Definition: Was bedeutet Einbruchschutz?

Unter dem Begriff Einbruchschutz werden alle Maßnahmen zusammengefasst, welche das unerlaubte Eindringen in abgeschlossene Räume oder Bereiche verhindern.

Sichere Haustürschlösser sind die Basis ihrer Sicherheit, die um eine Alarmsirene ergänzt werden sollte. Im Besten Fall kommt es somit erst gar nicht zu einem Einbruch. ( Bildquelle: pixabay.com / neshom)

Ein wirkungsvoller Einbruchschutz ist als Zusammenspiel von mechanischen und elektronischen Sicherungseinheiten, einem angemessenen Verhalten und organisatorischen wie personellen Maßnahmen zu verstehen.

Was ist der Unterschied zwischen einem mechanischen und elektronischen Einbruchschutz?

Zunächst kann jeder selbst einiges zu einem aktiven Einbruchschutz beitragen, ohne die entsprechende Technik installiert zu haben. Einfache Verhaltensregeln können dazu beitragen, dass Diebe erst gar nicht auf den Gedanken kommen, in dein Haus einzusteigen.

So sollten Fenster nachts nicht gekippt bleiben und die Terrassentür ist auch bei Tage möglichst zu schließen, wenn sich niemand in der Nähe befindet.

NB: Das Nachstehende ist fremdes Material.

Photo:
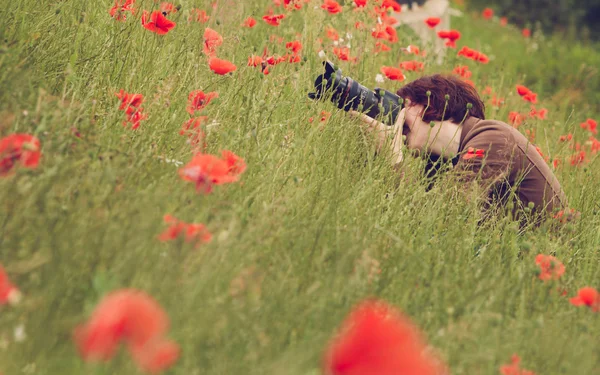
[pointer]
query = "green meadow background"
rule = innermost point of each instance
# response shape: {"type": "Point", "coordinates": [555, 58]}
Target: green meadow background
{"type": "Point", "coordinates": [316, 224]}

In Mehrfamilienhäusern werden die Wohnungstüren häufig vernachlässigt und einfach ins Schloss fallen lassen. Stattdessen sollte immer zusätzlich abgesperrt werden.

Diese Verhaltensregeln allein werden Diebe vermutlich nicht abhalten. Ein zusätzlicher Einbruchschutz wird notwendig. Dabei werden Unterschiede zwischen mechanischen und elektronischen Einbruchschutz deutlich.

Mechanischer Einbruchschutz

Ein mechanischer Einbruchschutz umfasst die sichere Verriegelung von allen Fenstern und Türen im Haus. Dabei sollten auch Kellerfenster und Lichtschächte berücksichtigt werden.

Auch Dachfenster sollten gesichert werden. Häufig lassen sich diese über angrenzende Häuser oder über Bäume erreichen.

Elektronischer Einbruchschutz

Elektronische Sicherheitssysteme ergänzen den mechanischen Einbruchschutz. Alarmanlagen bieten die Basis dieser ausgefeilten Sicherheitstechnik und besitzen die Funktion, den Einbruch nicht nur zu erschweren, sondern zusätzlich Hilfe herbei zu rufen.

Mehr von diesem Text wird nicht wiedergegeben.